These recommendations are aimed at addressing the ‘skill gap’ in engineering and training the next generations of engineers to be ‘future-ready’, states AICTE. The greater issue the Indian higher education institutes are, however, staring at is to find experienced and expert faculty in these fields.
“We have held 200 faculty development programmes in the past one year in these areas and aim to hold 500 programmes in the coming year. In each programme, 40-50 members are trained for three to five days. Of course, they cannot become experts over a few days, they will also be given access to platforms where they will be able to learn on their own. We are engaging faculty to become life-long learners,” said Anil Sahasradudhe, chairperson, AICTE.
The process, he informed, will continue for several years. While there are nine sectors in emerging fields, teachers they have to choose one subject. These sessions are provided by faculty from IITs, industry players and foreign-based researchers, informed Sahasradudhe.
IITs have already started providing AI courses, mostly with industry partnerships. Vineeth N Balasubramanian, head of the department of AI at the IIT-Hyderabad, believes India cannot wait for faculty training to reach every corner of the country before starting teaching these courses. IIT-Hyderabad is one of the firsts to have started an undergraduate degree in AI in India.
“Generally speaking, we do have a paucity of AI teaching capability across the country and every institute is trying to train their faculty in the area. But educating students and up-skilling faculty should go on simultaneously; we cannot wait for one to end to start the other. Sometimes you learn something best by teaching it. When it comes to AI, we need an ideological change and start treating it more fundamentally as it cuts across streams rather than treating emerging technologies as specialisations of computer science. This is one of the reasons why most courses in the domain are limited to master’s level courses,” said the computer science professor.

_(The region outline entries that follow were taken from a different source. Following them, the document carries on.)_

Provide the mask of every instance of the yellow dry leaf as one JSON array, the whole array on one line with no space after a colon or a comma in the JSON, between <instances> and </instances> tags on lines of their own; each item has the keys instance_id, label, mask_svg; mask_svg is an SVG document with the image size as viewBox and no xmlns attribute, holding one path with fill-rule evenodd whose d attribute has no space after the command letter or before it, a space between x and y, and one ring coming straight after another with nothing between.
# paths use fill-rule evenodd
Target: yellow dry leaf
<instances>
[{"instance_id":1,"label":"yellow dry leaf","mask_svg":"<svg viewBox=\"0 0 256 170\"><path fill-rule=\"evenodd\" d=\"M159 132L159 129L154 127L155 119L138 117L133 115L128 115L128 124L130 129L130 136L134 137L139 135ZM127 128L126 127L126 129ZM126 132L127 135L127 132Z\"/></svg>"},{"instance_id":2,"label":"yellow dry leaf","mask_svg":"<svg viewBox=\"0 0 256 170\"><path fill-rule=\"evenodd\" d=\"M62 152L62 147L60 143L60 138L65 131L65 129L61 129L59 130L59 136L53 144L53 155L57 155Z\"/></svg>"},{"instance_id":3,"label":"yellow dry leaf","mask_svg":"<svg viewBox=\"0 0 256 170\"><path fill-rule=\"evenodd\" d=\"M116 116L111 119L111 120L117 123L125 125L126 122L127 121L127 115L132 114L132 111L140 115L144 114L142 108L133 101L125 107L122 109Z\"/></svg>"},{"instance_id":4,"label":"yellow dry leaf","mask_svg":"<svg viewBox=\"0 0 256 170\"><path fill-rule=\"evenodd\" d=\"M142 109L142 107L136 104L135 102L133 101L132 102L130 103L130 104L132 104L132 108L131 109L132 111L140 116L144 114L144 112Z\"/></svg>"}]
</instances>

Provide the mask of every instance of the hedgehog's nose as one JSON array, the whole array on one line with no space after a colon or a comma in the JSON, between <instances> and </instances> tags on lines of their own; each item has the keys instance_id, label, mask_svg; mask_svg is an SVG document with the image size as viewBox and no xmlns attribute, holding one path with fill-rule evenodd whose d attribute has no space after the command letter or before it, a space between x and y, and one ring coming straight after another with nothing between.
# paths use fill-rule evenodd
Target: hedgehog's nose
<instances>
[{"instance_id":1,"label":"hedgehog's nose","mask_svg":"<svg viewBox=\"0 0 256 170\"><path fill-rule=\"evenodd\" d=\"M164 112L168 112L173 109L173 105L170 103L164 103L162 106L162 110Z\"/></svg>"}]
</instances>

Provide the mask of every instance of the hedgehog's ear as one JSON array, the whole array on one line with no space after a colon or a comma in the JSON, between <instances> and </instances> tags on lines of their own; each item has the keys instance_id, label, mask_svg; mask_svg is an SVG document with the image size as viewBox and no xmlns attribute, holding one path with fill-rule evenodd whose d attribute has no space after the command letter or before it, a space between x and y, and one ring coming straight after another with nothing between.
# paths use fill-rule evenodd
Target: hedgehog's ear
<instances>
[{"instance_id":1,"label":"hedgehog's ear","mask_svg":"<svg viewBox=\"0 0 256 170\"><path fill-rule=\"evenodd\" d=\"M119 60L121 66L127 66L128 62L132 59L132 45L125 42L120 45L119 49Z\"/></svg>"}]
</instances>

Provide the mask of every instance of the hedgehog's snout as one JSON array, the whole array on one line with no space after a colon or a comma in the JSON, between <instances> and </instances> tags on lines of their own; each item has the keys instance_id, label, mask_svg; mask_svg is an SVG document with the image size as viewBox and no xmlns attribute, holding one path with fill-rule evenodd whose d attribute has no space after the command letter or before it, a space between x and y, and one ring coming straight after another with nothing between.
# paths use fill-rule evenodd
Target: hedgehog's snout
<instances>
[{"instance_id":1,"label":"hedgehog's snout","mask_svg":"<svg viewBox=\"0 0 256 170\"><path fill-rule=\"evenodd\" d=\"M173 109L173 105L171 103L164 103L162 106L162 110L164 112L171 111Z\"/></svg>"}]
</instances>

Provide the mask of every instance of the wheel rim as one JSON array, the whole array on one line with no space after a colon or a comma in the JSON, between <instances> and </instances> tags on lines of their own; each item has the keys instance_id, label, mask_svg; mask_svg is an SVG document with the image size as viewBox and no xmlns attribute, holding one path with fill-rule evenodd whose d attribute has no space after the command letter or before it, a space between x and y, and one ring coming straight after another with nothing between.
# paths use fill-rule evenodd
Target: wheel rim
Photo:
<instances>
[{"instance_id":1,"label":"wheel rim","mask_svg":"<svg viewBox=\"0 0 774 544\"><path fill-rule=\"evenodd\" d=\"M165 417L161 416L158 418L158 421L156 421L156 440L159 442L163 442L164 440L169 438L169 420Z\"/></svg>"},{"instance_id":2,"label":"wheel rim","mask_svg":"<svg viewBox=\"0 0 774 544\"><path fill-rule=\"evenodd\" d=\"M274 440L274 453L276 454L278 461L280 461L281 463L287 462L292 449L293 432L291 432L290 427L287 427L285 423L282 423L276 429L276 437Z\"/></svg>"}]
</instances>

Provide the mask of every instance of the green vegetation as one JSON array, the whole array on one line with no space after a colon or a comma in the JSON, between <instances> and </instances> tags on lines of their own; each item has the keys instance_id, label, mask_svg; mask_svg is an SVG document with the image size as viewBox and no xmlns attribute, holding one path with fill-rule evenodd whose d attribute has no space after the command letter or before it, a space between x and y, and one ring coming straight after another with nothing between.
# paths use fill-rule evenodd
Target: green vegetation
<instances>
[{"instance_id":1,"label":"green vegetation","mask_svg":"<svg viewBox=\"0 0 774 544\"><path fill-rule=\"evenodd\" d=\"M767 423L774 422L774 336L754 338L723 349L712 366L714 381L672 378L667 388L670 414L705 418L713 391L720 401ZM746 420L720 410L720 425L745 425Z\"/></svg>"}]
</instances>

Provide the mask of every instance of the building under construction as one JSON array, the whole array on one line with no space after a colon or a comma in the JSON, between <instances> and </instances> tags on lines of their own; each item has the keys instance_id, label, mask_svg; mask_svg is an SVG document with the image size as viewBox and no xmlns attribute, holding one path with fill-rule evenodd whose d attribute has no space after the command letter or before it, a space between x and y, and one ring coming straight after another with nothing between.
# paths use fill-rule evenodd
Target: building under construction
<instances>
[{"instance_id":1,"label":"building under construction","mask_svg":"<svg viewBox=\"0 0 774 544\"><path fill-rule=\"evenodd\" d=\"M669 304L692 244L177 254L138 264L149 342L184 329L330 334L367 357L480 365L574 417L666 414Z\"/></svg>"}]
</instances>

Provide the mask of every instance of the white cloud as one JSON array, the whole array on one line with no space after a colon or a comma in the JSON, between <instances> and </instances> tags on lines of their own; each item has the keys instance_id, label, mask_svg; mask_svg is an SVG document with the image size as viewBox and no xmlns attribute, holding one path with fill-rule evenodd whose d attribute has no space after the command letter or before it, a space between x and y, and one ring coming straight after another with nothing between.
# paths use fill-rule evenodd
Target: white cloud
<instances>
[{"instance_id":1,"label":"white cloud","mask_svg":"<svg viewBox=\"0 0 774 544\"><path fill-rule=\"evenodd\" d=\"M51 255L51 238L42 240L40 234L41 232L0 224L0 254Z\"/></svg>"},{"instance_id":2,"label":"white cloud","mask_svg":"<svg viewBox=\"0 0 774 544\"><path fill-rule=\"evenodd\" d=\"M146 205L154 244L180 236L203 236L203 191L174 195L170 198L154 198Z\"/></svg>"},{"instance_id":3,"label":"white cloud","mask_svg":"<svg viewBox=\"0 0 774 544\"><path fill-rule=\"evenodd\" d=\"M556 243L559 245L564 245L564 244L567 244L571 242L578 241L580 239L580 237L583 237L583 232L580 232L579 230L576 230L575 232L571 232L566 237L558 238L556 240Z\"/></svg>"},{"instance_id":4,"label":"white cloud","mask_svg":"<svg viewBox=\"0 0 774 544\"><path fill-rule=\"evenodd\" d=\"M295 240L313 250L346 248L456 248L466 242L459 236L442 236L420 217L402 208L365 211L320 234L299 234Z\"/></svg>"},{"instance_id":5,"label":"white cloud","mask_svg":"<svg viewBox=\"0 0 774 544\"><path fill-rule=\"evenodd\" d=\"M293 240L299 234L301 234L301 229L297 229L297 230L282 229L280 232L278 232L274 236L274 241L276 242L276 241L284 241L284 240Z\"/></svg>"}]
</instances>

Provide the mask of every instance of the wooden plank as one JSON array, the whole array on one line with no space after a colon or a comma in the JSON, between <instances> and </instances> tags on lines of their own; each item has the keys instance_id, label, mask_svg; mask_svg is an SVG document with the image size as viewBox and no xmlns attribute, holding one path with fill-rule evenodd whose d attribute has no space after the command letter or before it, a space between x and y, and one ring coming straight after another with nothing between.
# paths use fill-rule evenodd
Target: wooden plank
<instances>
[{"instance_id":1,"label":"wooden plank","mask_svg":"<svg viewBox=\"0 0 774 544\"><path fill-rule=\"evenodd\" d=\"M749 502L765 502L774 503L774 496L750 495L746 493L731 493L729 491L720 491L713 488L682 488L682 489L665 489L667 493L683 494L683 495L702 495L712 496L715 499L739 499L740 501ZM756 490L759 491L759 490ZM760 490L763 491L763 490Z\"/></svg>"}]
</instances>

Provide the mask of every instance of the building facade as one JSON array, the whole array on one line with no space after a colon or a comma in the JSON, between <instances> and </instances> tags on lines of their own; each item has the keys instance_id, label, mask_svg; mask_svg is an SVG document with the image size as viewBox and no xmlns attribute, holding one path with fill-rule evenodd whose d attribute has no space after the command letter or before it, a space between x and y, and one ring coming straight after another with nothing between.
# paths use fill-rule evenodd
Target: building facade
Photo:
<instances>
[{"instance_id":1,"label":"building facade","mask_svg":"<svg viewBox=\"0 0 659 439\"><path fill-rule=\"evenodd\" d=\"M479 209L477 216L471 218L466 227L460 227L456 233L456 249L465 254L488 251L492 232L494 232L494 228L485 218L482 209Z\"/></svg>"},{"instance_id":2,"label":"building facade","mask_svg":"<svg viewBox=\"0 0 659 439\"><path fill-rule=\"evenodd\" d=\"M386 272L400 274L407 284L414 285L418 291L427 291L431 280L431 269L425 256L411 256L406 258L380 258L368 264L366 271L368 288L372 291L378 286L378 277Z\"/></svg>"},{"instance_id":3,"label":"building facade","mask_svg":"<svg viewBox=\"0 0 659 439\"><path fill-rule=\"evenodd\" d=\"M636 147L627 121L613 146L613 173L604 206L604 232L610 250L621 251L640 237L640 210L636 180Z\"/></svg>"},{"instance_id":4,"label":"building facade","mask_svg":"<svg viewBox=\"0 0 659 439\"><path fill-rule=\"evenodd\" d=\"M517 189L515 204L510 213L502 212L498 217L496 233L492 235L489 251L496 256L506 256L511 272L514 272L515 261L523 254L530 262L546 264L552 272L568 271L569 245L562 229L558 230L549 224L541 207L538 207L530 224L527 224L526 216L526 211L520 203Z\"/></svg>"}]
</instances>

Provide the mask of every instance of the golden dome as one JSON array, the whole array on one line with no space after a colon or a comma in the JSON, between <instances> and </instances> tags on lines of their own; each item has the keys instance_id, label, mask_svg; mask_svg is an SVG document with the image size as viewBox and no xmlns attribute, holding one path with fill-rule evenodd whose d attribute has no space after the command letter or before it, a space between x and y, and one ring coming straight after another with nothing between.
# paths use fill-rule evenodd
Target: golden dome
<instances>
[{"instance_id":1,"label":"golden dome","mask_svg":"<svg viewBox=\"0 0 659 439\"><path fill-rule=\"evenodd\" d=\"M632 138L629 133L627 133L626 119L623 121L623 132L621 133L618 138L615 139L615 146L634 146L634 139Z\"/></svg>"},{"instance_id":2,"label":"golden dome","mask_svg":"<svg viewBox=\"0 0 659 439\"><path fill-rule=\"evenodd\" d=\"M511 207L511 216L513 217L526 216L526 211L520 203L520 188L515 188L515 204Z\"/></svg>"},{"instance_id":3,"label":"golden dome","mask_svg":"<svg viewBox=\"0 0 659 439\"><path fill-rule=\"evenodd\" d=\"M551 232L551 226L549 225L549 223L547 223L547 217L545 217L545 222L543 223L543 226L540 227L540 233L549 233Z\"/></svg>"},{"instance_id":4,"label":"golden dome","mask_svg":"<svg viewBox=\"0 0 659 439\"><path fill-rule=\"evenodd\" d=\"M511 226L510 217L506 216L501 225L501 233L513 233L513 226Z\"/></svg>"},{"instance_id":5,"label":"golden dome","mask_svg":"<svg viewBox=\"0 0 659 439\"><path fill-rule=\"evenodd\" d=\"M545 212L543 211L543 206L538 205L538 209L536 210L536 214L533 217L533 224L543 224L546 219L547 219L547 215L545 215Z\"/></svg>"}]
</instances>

Among other suggestions, AICTE has asked to make internship, project work or entrepreneurial activities mandatory which will count as 14-20 credits in every undergraduate engineering course. As per rules, one credit is equivalent to a minimum of 40-45 hours of work. It also asked institutes to use open book examinations method wherever applicable to move students to higher order cognitive skills. Open book exams were approved by AICTE for engineering courses last year.